On the basis of data from 2011, Schaeuble said that would affect 10 to 12 banks but declined to name them.
Lenders would still be allowed to trade on behalf of clients, conduct treasury activities and engage in market-making, a practice where financial institutions quote prices at which they will buy or sell securities.
The German draft includes provisions to imprison bank executives for up to five years if they are found guilty of reckless behaviour that puts a bank at risk.
The bank supervisor must also present plans on how banks might be restructured or wound down without using taxpayers' money.

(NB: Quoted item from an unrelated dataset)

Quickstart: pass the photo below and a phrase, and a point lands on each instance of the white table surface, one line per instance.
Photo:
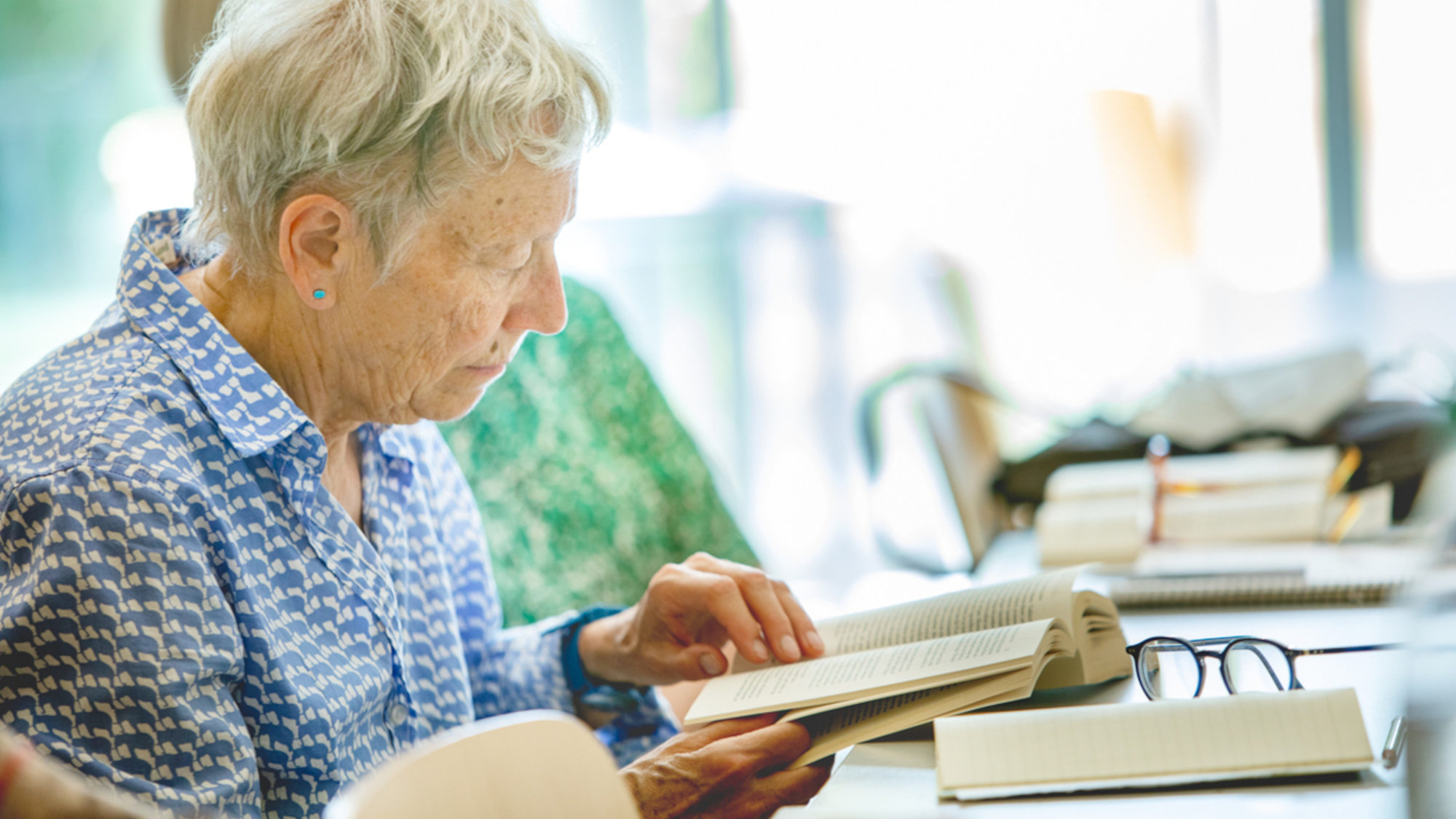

The draft law is the latest in a string of measures by Chancellor Angela Merkel's government to regulate financial markets, following steps to limit managers' pays, ban short-selling and have banks pay into a resolution fund.
But with federal elections due in September, opposition politicians dismissed the plan as "a placebo", saying it is too soft on the bankers many blame for years of financial turmoil.
"Banks continue to be allowed to do highly risky business, and they will do so," said Joachim Poss, SPD deputy parliamentary floor leader.
Greens parliamentary floor leader Juergen Trittin said even Germany's flagship lender Deutsche Bank could live with the law. "It's a placebo with the purpose of election campaigning."
The upper house, or Bundesrat, where the main opposition parties, the Social Democrats (SPD) and the Greens, have a majority, can delay the law until the election, at which point it would die. Schaeuble said he hoped the law would be signed by June.
REGULATE - BUT HOW MUCH?
European countries are trying to strike a balance between popular calls for banks to be reined in and the risk that too tight a leash could choke off recovery.
But as EU legislation is likely to be presented only in September and could take years to come into force, individual countries have pushed ahead with their own regulation, and Germany's proposal leaned on similar French plans.
Critics say that is intended to spare German banks some of the tougher ring-fencing moves outlined by the Liikanen group, an EU advisory group, which four months ago unveiled reform proposals to shield taxpayers and savers from bank collapses.
Britain's finance minister, George Osborne, announced on Monday, for example, that British banks failing to shield their day-to-day banking from risky investment activities could be broken up.
Bankers have sought to cast doubt on whether the law would bolster financial stability.
"The draft law weakens Germany's financial centre and the time-tested German system of universal banks," said Andreas Schmitz, president of the German banking association.
Questioning the point of pushing ahead when European plans are still pending, he added: "Banking regulation is increasingly similar to a labyrinth from which nobody knows the exit."